Знали бы они, что произойдет еще через год, летом 1872-го! Окончится еще один мучительный сезон, когда концерты БМШ не дадут нужных сборов. И Балакирев оставит музыкальное поприще. Превратится в обычного чиновника. 6 июля занесет в записную книжку:
«Сегодня начались занятия мои в Магазинной конторе Варшавской железной дороги. Благослови, Боже!!!»[119]
…«Могучая кучка», «балакиревский кружок», «Кюи-композиторы», «новая русская школа»… Как ни называй, какими глазами ни смотри — друзей ли, врагов ли, — все пятеро казались до времени единомышленниками. То, что слишком они были разными, чтобы стать соратниками во всём, показало будущее. Милий Алексеевич Балакирев, сам пробивший себе дорогу, ставший одним из ведущих музыкантов России, некогда возившийся со своими подопечными, как нянька возится с детьми, первый стал отходить от кружка, от своего собственного чада.

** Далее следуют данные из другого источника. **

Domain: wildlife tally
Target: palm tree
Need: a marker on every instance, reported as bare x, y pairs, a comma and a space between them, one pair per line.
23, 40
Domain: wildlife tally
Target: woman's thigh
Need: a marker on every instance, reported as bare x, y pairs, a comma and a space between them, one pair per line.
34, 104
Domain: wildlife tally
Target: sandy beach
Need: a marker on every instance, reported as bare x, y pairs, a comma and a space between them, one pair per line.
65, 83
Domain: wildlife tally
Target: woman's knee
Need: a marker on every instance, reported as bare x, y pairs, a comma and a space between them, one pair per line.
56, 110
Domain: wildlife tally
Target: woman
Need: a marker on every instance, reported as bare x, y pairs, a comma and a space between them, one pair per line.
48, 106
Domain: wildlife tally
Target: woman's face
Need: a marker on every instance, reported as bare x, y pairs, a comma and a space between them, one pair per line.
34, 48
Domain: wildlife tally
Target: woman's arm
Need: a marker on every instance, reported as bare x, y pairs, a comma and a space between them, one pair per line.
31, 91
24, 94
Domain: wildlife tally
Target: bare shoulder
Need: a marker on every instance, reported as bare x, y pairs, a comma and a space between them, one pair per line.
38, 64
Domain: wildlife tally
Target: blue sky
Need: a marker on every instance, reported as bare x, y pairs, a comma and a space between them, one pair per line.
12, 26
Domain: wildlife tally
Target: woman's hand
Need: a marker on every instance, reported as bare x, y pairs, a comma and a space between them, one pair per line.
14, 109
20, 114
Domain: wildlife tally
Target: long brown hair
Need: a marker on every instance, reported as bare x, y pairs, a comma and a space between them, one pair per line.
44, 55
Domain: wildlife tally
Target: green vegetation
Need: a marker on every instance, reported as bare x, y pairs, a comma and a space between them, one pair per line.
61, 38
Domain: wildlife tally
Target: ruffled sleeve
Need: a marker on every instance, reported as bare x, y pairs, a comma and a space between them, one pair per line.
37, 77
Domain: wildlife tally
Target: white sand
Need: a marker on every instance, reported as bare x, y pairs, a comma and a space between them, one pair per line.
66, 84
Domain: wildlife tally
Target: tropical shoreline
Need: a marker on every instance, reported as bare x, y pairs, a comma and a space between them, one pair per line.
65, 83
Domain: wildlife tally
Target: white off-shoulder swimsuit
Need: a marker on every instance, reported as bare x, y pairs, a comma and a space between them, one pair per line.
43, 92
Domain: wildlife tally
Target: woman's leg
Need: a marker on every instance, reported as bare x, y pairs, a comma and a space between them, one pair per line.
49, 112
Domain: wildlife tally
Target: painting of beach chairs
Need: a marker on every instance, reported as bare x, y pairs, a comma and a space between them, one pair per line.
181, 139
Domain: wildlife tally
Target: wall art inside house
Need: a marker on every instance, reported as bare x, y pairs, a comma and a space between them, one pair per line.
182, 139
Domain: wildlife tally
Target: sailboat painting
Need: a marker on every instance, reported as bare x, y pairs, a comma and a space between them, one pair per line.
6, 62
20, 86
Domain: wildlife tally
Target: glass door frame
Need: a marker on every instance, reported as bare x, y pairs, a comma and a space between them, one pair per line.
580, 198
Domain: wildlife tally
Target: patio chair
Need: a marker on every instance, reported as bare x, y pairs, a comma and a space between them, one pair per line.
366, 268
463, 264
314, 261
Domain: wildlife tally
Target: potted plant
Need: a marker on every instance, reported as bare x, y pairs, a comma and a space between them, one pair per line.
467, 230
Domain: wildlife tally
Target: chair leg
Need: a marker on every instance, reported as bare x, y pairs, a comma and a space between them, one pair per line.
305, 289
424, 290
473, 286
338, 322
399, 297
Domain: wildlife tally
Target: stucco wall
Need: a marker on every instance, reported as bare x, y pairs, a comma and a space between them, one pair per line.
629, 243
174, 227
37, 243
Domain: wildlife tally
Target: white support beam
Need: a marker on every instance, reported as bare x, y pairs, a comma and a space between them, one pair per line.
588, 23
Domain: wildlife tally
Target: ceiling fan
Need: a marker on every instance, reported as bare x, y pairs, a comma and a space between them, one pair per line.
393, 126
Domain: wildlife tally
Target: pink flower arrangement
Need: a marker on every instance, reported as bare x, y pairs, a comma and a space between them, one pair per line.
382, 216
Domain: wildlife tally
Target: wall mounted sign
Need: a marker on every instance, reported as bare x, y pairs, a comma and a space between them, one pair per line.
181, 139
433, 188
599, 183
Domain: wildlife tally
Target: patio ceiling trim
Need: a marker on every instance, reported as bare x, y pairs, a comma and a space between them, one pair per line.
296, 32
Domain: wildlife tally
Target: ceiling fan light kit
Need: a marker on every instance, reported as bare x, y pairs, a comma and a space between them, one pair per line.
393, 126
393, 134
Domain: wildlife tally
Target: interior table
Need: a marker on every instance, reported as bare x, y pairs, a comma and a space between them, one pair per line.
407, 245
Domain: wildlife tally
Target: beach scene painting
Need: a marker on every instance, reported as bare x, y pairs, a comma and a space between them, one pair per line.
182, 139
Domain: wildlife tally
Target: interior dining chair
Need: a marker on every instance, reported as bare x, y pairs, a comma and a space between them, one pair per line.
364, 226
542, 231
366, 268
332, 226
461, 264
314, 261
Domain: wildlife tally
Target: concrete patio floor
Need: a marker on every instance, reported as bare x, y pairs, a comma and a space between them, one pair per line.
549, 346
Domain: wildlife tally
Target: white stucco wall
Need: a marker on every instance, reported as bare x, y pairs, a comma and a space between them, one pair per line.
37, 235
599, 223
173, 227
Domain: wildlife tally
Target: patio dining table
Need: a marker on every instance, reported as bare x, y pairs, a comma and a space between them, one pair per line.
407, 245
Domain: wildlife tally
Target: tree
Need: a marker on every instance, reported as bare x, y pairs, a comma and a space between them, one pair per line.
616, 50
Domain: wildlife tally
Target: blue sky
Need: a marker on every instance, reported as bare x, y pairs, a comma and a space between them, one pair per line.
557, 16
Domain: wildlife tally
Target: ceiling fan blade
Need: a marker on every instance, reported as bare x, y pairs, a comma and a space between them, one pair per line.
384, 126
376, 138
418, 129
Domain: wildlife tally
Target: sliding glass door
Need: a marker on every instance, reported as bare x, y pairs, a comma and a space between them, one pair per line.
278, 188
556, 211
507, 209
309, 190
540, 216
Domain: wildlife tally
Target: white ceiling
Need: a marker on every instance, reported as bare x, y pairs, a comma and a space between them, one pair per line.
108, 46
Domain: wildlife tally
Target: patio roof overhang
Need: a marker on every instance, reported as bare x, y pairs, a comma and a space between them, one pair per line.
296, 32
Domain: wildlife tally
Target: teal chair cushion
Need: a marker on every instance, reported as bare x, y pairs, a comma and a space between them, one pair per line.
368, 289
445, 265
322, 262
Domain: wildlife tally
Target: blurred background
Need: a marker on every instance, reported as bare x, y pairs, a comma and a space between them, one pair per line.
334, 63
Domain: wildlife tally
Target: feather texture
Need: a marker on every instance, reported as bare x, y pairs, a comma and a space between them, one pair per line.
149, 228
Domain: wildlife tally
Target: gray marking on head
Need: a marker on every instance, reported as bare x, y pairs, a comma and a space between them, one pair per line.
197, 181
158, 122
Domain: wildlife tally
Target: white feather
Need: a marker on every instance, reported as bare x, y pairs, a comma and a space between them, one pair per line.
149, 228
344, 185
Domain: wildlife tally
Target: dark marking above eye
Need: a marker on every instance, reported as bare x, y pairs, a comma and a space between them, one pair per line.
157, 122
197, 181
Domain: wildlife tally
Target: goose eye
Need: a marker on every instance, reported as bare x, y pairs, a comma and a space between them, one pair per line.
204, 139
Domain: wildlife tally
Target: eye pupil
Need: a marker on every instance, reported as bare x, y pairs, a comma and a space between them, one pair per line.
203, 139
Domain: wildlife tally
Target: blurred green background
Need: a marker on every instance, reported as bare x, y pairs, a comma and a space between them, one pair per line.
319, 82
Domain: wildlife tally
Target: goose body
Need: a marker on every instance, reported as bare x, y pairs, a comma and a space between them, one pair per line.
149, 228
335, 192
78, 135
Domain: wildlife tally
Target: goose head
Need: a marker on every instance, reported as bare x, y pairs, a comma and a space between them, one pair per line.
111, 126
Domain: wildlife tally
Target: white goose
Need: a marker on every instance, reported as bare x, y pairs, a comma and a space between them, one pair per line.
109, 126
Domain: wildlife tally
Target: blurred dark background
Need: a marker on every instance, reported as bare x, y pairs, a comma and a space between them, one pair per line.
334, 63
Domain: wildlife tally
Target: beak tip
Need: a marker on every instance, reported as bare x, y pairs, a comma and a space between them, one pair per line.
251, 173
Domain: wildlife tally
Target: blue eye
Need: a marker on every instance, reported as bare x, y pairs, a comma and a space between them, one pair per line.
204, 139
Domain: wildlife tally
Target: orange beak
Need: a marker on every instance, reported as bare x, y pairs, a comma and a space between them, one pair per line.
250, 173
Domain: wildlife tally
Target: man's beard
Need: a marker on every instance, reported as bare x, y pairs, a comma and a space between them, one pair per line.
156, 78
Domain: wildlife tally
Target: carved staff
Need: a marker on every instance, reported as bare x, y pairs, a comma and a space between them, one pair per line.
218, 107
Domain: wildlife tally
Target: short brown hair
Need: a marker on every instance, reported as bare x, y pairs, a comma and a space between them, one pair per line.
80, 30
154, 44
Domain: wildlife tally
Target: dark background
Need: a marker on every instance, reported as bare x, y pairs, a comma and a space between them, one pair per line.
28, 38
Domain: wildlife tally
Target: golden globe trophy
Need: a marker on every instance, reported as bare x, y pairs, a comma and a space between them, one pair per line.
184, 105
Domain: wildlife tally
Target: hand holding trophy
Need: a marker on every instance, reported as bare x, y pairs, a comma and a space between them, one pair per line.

Ученики чтили. Но уже мало слушались его мнения о своих сочинениях. Они становились «взрослыми», и это, наверное, тоже раздражаю его, столь горячего, темпераментного, привыкшего подчинять.
Страстность его, рано или поздно, должна была перехлестнуть через край. Неуравновешенность, вечные душевные колебания могли обернуться депрессией. Юношеский атеизм в зрелом возрасте мог — как это частенько бывало в жизни многих русских писателей, мыслителей, ученых — обернуться экзальтированной религиозностью.
В сущности, Балакирев действительно был болен. В его вере очевиден надрыв. Но есть и другое. Товарищи по кружку его, в сущности, не понимали. Он в душе своей не был столь «демократически» настроен, как Стасов, с которым Милий особенно много общался. Балакирева тянуло к идейному славянофильству, и даже к охранительности. Потому столько сил он отдавал на славянское дело.
После своего долгого кризиса Милий Алексеевич однажды на скептические замечания Стасова ответит письмом, похожим на трактат. Здесь, быть может, он даже более «крайний», нежели кто-либо из «столпов» и основателей славянофильства, — Иван Киреевский и Алексей Хомяков. Он пишет о чехах, сербах, черногорцах, поляках, сыплет именами, деталями. В истории западного славянства чувствует себя как дома. Стасова упрекает в поверхностном знании и выговаривает:
«Вы, как и публика вообще, в данном случае преклоняетесь перед удачей и отвертываетесь с презрением от несчастья, не входя ни в какие разбирательства. И что Вам далась на смех славянская доброта. Разберите-ка хорошенько: если из двух племен одно с самой колыбели, по свидетельству истории, обнаружило такие душевные свойства, в силу которых, например, пленные у него становились как бы членами семьи, а другое, наоборот, относилось к пленным с беспощадной жестокостью, то к которому из двух Вы отнесетесь как к более развитому? Конечно, к первому, т. е. славянскому, которое с колыбели оказалось одаренным тем душевным развитием, к которому германское племя могло прийти только длинным путем переработки под влиянием христианской цивилизации…»[120]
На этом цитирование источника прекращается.